Alvensleben a pensé aussi que c’est de ce côté, à notre droite et à sa gauche, qu’est le danger pour lui d’une défaite. Il s’y établit : « La place du médecin, dit-il, est au chevet du malade. » Et le malade était la chaussée de Vionville-Mars-la-Tour. Bazaine, lui, ne croit pas devoir se transporter à sa droite, quoique ce soit là que se donnera le coup de poing de la fin ; car il craint que sa gauche ne s’effondre s’il ne la soutient de sa présence. Ce qui lui paraît impossible ne lui semble d’ailleurs pas nécessaire. A sa droite est Ladmirault, réputé dans toute l’armée un chef de premier ordre, au coup d’œil sûr et rapide, à la résolution intrépide : Bazaine a en lui une confiance entière[1]. Ladmirault verra ce qui est évident, la manœuvre qui s’impose et il prendra l’initiative indiquée. Néanmoins il eût voulu stimuler son zèle par une direction. Mais où le trouver ? Il n’a donné signe de présence nulle part. Il devait être à Doncourt le 15 au soir, au plus tard le 16 au matin. Il n’y est point-S’est-il égaré ? A-t-il eu quelque rencontre imprévue ? Bazaine envoie plusieurs officiers s’enquérir ; d’autres vont vers Le Bœuf le presser de rassembler ses divisions.

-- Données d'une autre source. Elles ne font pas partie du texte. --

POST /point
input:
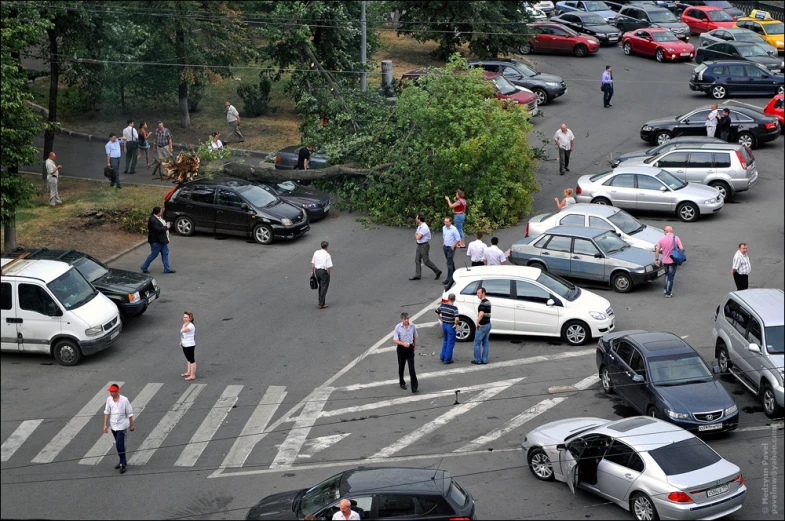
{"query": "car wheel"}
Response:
(465, 330)
(643, 508)
(540, 465)
(622, 283)
(576, 332)
(724, 189)
(663, 137)
(688, 212)
(184, 226)
(719, 92)
(67, 353)
(263, 234)
(605, 378)
(769, 401)
(747, 139)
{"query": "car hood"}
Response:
(703, 397)
(277, 506)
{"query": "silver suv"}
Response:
(748, 340)
(730, 168)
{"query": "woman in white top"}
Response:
(187, 342)
(569, 200)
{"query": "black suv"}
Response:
(233, 207)
(131, 291)
(545, 86)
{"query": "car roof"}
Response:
(766, 302)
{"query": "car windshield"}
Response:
(671, 371)
(664, 36)
(672, 182)
(72, 290)
(774, 340)
(610, 243)
(90, 268)
(257, 196)
(318, 497)
(626, 222)
(684, 456)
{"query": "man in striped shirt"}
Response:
(741, 268)
(448, 316)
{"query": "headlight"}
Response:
(677, 415)
(97, 330)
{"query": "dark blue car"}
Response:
(661, 375)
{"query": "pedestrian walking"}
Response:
(144, 144)
(569, 200)
(565, 140)
(459, 212)
(321, 266)
(447, 313)
(476, 250)
(607, 86)
(741, 267)
(450, 240)
(422, 256)
(493, 255)
(233, 119)
(164, 148)
(130, 144)
(482, 329)
(188, 343)
(158, 237)
(405, 337)
(53, 173)
(112, 149)
(724, 125)
(120, 415)
(665, 246)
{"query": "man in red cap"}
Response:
(120, 414)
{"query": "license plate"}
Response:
(716, 491)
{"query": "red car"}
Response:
(775, 108)
(660, 43)
(551, 37)
(705, 18)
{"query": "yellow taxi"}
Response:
(762, 23)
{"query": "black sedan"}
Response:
(131, 291)
(315, 202)
(592, 24)
(546, 87)
(736, 51)
(750, 127)
(233, 207)
(661, 375)
(374, 493)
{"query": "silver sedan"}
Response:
(645, 465)
(651, 189)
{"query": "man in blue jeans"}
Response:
(158, 237)
(483, 326)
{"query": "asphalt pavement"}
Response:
(321, 385)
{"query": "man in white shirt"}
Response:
(476, 250)
(120, 414)
(346, 512)
(321, 265)
(493, 255)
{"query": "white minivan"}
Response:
(49, 307)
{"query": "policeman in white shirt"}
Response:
(476, 250)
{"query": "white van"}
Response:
(49, 307)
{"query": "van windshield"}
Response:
(72, 290)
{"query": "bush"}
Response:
(256, 98)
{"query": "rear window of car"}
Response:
(684, 456)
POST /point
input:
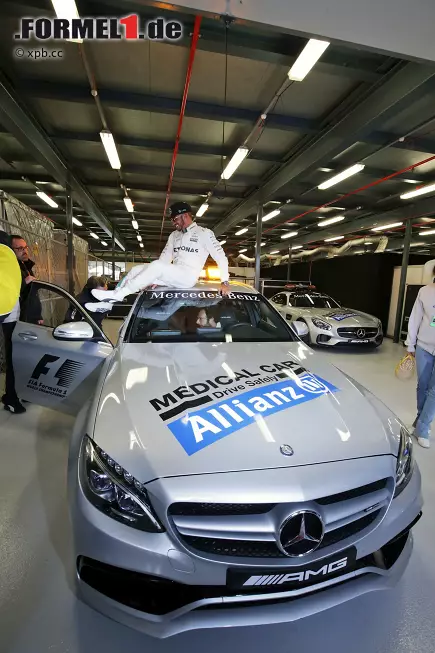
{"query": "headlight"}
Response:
(320, 324)
(111, 489)
(405, 462)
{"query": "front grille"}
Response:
(249, 530)
(247, 549)
(220, 508)
(352, 332)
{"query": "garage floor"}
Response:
(39, 612)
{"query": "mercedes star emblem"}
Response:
(286, 450)
(301, 533)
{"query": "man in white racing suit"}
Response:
(180, 263)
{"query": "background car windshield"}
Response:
(314, 301)
(242, 318)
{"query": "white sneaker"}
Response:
(98, 307)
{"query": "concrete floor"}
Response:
(40, 614)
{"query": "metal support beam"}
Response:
(397, 92)
(70, 243)
(258, 246)
(402, 282)
(32, 137)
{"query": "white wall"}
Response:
(396, 26)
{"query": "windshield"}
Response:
(308, 300)
(206, 316)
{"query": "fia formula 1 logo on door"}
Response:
(130, 28)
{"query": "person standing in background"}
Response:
(421, 344)
(10, 284)
(33, 307)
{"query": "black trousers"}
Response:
(10, 395)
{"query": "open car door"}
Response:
(58, 350)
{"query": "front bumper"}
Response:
(125, 574)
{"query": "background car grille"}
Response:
(352, 332)
(248, 530)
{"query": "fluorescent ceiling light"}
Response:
(47, 199)
(202, 209)
(341, 176)
(128, 204)
(387, 226)
(66, 9)
(418, 191)
(110, 147)
(307, 59)
(324, 223)
(234, 163)
(271, 215)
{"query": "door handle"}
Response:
(28, 335)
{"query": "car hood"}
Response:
(199, 408)
(343, 316)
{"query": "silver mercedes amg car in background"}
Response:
(329, 324)
(221, 473)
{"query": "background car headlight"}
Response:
(405, 462)
(111, 489)
(320, 324)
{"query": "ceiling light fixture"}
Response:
(353, 170)
(270, 215)
(66, 9)
(47, 199)
(307, 59)
(110, 147)
(202, 209)
(387, 226)
(418, 191)
(324, 223)
(234, 162)
(128, 204)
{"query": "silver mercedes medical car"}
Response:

Tandis que Bazaine se préoccupe de sa droite, sa gauche lui donne le spectacle d’une défaite imminente. Les Allemands continuent à progresser ; ils reprennent définitivement Flavigny et y tiennent la corde du vaste arc de cercle qu’ils dessinaient primitivement autour de Rezonville. Leur attaque, tournée vers l’Est, s’est assuré à Flavigny une base sérieuse. Vergé et

  1. Rapport du maréchal Bazaine sur la bataille de Rezonville : « Je comptais sur la vieille expérience du général Ladmirault pour accourir au canon et soutenir le mouvement tournant du 3e corps en avant duquel il devait alors se trouver. »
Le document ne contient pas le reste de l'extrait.